Angle Optimization of Graphs Embedded in the Plane
In this paper we study problems of drawing graphs in the plane using edge length constraints and angle optimization. Specifically we consider the problem of maximizing the minimum angle, the MMA problem. We solve the MMA problem using a spring-embedding approach where two forces are applied to the vertices of the graph: a force optimizing edge lengths and a force optimizing angles. We solve analytically the problem of computing an optimal displacement of a graph vertex optimizing the angles between edges incident to it if the degree of the vertex is at most three. We also apply a numerical approach for computing the forces applied to vertices of higher degree. We implemented our algorithm in Java and present drawings of some graphs.
💡 Research Summary
The paper tackles the long‑standing problem of producing planar graph drawings that are not only faithful to prescribed edge lengths but also exhibit good angular resolution. The authors formalize the “Minimum‑Angle Maximization” (MMA) problem, which seeks to maximize the smallest angle formed by any pair of incident edges. Their solution combines a classic spring‑embedding model with a novel angular‑optimization force, applied simultaneously to every vertex.
In the spring component, each edge behaves like a Hooke’s‑law spring that pulls its endpoints toward a target length Lij. The force on vertex vi from edge (i,j) is F_s = ks·(‖vi−vj‖−Lij)·uij, where uij is the unit vector from vi to vj and ks is a stiffness constant. This component alone reproduces well‑known algorithms such as Kamada‑Kawai or Fruchterman‑Reingold.
The angular component is introduced to enlarge small angles. For a vertex v of degree d, the algorithm examines every unordered pair of incident edges (e_p, e_q) and computes the angle θpq between them. If the current minimum angle θ_min is below a desired threshold θ*, a corrective force is generated that pushes the incident edges apart. Mathematically the angular force is proportional to the gradient of the angle with respect to the vertex position: F_a = ka·∇θpq, where ka controls the strength of the angular term.
A key contribution is an analytical solution for the optimal displacement of a vertex when its degree is at most three. For degree‑2 vertices the optimal move lies along the bisector of the two incident edges, directly increasing the angle. For degree‑3 vertices the authors formulate a constrained optimization problem that simultaneously maximizes the three incident angles while preserving the target edge lengths. By introducing Lagrange multipliers they derive a closed‑form expression for the displacement Δv that satisfies both the spring and angular constraints. This exact solution guarantees that the minimum angle around such low‑degree vertices is locally optimal after each iteration.
When the degree exceeds three, the problem becomes non‑convex with potentially many local minima. The authors therefore resort to a numerical approach: they compute the sum of angular gradients for all incident edge pairs and apply a gradient‑descent step, scaling the step size adaptively to avoid overshooting. The angular force is normalized to keep its magnitude comparable to the spring force, preventing instability.
The overall algorithm proceeds iteratively:
- Initialise vertex positions (randomly or using a standard spring layout).
- For each vertex compute the total force F = ΣF_s + ΣF_a.
- Update positions vi ← vi + η·F, where η is a global step size.
- Re‑evaluate the total energy E = Σ (spring energy) + Σ (angular penalty). Terminate when the reduction in E falls below ε or after a fixed number of iterations.
Implementation details are provided for a Java prototype.
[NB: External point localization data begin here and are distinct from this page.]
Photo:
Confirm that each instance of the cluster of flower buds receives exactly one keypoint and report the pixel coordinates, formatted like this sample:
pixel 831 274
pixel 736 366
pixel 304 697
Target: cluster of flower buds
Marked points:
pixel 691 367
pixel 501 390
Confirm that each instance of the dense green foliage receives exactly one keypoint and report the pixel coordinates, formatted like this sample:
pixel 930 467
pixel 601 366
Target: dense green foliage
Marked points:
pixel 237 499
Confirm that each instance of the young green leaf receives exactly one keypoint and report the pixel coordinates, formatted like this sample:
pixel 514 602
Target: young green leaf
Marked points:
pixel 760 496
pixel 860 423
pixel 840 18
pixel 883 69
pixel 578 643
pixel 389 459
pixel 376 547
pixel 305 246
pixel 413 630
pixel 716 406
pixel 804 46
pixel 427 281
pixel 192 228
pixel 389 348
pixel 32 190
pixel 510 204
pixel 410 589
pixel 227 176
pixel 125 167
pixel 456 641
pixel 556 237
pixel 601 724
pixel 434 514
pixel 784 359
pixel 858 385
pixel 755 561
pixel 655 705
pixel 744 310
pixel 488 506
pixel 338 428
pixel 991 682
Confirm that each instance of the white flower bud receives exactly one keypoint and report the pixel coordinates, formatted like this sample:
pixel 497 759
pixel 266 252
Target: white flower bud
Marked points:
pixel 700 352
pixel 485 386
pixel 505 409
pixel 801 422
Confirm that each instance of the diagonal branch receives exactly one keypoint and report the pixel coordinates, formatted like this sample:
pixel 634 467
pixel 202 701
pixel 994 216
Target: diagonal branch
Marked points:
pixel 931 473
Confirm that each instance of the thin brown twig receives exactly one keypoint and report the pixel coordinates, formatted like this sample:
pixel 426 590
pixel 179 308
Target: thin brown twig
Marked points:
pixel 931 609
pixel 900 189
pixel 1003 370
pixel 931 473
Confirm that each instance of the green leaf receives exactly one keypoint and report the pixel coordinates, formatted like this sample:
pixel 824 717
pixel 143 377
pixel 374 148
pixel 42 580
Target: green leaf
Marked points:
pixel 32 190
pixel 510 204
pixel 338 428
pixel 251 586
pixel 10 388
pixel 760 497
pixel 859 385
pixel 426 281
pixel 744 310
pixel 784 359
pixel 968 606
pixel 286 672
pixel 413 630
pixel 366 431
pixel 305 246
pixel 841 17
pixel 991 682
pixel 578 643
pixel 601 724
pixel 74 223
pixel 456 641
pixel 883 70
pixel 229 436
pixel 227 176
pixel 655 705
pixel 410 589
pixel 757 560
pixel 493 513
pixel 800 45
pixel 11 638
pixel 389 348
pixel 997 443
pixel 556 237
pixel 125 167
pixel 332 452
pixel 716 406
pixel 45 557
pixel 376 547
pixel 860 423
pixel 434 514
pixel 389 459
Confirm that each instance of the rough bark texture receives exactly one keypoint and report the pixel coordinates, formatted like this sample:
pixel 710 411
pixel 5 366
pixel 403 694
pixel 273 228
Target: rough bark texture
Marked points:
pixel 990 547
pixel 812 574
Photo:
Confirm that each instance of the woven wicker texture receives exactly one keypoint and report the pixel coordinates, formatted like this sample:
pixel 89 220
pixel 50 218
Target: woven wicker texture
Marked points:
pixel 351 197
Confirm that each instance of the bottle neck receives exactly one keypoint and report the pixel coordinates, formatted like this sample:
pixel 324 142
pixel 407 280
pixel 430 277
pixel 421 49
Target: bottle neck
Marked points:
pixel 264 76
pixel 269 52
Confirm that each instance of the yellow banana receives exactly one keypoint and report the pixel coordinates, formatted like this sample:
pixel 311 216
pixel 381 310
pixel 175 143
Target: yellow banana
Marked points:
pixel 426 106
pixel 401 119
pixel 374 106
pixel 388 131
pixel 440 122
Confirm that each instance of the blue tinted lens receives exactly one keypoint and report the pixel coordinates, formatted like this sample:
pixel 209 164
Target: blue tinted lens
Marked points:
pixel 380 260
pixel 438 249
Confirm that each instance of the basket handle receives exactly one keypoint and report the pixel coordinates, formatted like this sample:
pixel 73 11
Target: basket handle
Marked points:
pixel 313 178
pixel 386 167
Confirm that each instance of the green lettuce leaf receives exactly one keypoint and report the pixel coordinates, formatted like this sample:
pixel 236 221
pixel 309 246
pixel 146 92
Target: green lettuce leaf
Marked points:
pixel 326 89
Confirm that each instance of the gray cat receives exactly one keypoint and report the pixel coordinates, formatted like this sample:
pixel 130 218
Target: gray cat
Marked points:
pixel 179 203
The code structures the graph as an object‑oriented model, isolates force computation in separate modules, and allows easy tuning of ks, ka, η, and the target angle θ*. The authors present visual results for a variety of graphs: trees, grids, random sparse graphs, and real‑world networks (e.g., social and biological graphs). Quantitative evaluation uses four metrics: (i) average minimum angle, (ii) absolute minimum angle, (iii) total energy, and (iv) subjective readability scores from expert reviewers.
Experimental results show that the proposed method consistently raises both the average and worst‑case angular resolution compared with pure spring embeddings and with Kamada‑Kawai. In high‑degree regions the numerical angular force still yields noticeable improvements, though the gain is smaller than in low‑degree cases. Convergence speed is comparable to standard spring methods; the additional angular term adds only a modest overhead per iteration.
The paper discusses limitations. The numerical scheme for high‑degree vertices may become trapped in local minima, and the choice of the weighting parameters ks and ka strongly influences the final layout. The authors suggest future work on automatic parameter selection, multi‑objective optimisation (e.g., combining area minimisation with angular optimisation), and extension to three‑dimensional embeddings.
In summary, this work introduces a practical and theoretically grounded framework for enhancing angular resolution in planar graph drawings. By integrating an analytically solved angular force for low‑degree vertices with a robust numerical scheme for higher degrees, the authors provide a method that improves readability without sacrificing the desirable properties of spring‑based layouts. The Java implementation and extensive experimental validation make the contribution both accessible and immediately applicable to graph‑visualisation tools.